No, I’m not remotely predictable am I? As much as I hate the phrase “it’s a no-brainer”, this really is a no-brainer. Slayer are always good value for money, Anthrax will probably be hugely entertaining, assuming that they don’t absent-mindedly call John Bush a cunt on the way to the airport, and you can read my views on the ongoing Metallica debacle further up this page, but does Dave Mustaine ever fail to deliver the goods? No, he does not, particularly in recent times when he seems to be one of the only metal legends of his generation to truly understand what it means to honour a legacy and do things properly, performing with musicians who can really cut it, night after night, and making records that simultaneously fit perfectly with the modern era while providing plenty of old school money shots for the ageing faithful. If you don’t own a copy of Endgame yet, get to it. It was the finest metal album released in 2009 and one of the finest of the decade. Any other opinion is idiotic. And you can put that fact in your fact pipe and smoke it. Factually. Now fack off.

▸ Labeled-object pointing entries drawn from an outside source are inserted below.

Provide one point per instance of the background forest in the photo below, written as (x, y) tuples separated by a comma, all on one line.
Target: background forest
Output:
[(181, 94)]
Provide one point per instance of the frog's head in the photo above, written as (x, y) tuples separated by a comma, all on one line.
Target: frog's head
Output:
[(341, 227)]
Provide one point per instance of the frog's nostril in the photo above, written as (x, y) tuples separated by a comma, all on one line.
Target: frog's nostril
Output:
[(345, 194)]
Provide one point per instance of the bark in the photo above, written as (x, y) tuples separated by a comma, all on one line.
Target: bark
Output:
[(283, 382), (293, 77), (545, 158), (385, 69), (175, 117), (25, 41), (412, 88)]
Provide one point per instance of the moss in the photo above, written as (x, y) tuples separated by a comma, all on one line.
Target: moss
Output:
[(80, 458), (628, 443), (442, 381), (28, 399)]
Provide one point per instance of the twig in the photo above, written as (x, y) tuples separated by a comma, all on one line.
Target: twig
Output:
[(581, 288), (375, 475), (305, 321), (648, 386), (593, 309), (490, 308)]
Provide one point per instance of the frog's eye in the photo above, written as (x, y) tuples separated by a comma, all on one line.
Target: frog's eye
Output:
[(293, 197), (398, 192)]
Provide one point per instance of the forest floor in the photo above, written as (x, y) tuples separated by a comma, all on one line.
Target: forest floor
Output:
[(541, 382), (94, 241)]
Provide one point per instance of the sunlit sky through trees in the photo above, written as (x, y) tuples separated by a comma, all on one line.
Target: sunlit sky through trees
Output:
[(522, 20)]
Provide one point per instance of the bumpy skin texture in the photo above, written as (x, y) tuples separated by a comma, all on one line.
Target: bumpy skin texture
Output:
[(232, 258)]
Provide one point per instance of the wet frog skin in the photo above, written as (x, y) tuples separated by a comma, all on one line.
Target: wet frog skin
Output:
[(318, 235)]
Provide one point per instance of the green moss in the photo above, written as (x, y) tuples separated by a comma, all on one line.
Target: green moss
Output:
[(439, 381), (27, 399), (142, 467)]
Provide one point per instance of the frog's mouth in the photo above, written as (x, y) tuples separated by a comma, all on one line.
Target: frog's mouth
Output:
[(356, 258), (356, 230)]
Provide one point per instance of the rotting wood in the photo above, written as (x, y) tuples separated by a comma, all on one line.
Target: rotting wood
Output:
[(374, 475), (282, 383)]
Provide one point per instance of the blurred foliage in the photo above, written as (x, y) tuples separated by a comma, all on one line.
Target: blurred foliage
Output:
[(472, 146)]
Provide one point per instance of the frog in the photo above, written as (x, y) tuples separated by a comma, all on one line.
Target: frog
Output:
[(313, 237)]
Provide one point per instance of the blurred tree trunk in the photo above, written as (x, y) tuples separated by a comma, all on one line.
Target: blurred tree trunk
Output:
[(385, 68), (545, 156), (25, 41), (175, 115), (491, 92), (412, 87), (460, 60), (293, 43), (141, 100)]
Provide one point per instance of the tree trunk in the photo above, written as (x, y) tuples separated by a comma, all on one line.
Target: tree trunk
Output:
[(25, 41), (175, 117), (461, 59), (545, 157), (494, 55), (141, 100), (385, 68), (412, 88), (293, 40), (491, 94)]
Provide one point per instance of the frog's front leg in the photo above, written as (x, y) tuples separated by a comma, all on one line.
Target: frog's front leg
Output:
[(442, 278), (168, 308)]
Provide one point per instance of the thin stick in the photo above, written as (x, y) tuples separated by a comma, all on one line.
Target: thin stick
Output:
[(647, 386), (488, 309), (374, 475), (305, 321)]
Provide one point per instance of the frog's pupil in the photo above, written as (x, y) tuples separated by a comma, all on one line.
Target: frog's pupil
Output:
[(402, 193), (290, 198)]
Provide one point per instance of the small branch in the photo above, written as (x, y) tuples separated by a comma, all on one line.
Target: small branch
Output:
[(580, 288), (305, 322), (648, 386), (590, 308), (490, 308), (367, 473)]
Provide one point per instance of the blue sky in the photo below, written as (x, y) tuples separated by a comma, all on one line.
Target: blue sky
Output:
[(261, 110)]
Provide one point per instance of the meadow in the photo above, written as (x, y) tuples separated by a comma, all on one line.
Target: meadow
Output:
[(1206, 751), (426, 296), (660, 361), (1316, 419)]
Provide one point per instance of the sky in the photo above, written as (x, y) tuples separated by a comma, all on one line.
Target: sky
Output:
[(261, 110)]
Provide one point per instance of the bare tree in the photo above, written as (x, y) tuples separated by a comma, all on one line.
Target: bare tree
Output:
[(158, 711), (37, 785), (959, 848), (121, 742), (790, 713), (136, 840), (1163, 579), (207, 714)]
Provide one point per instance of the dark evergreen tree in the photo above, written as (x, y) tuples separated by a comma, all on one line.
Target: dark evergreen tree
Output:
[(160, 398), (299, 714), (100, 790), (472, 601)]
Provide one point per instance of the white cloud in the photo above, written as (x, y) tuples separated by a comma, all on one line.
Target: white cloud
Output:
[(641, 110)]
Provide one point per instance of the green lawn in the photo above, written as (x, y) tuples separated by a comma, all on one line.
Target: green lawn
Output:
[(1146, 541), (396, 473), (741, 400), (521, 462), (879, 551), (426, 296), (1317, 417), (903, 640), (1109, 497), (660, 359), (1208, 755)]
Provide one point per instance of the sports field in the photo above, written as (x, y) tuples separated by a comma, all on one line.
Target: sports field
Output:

So predictable it actually makes my eyes ache, the inevitably glorious return of Iron Maiden, with a new studio album and yet more pant-shreddingly amazing live shows, is one of those banker phenomena that make the slow, knee-bruising crawl through another year’s worth of crushing disappointments, mild irritations and narrowly-escaped beatings just that teensy bit more bearable. A Matter Of Life And Death was one of the greatest albums that the band have ever made, and there’s nothing to suggest that they are not capable of topping it this time round. This might even be the last Maiden album, terrifyingly enough, so it’s hard to imagine Steve or Bruce or any of the band allowing a single second of it to be substandard. I’ve already got through three pairs of underpants today, just from thinking about the Sonisphere show, so I should be swimming in my own man-milk by the time summer arrives. And I can’t swim a stroke. What a way to go.

Arguably the band that most precisely encapsulates what Metal Hammer stands for as a magazine, Iron Maiden have been the soundtrack to most of my life and 2010 will be no different. I’ll see some of you at the shows, I imagine, and you’d better be singing your fucking hearts out. Either that or buying me a pint. Firm but fair. That’s my policy. Happy New Year, fuckers. Horns up!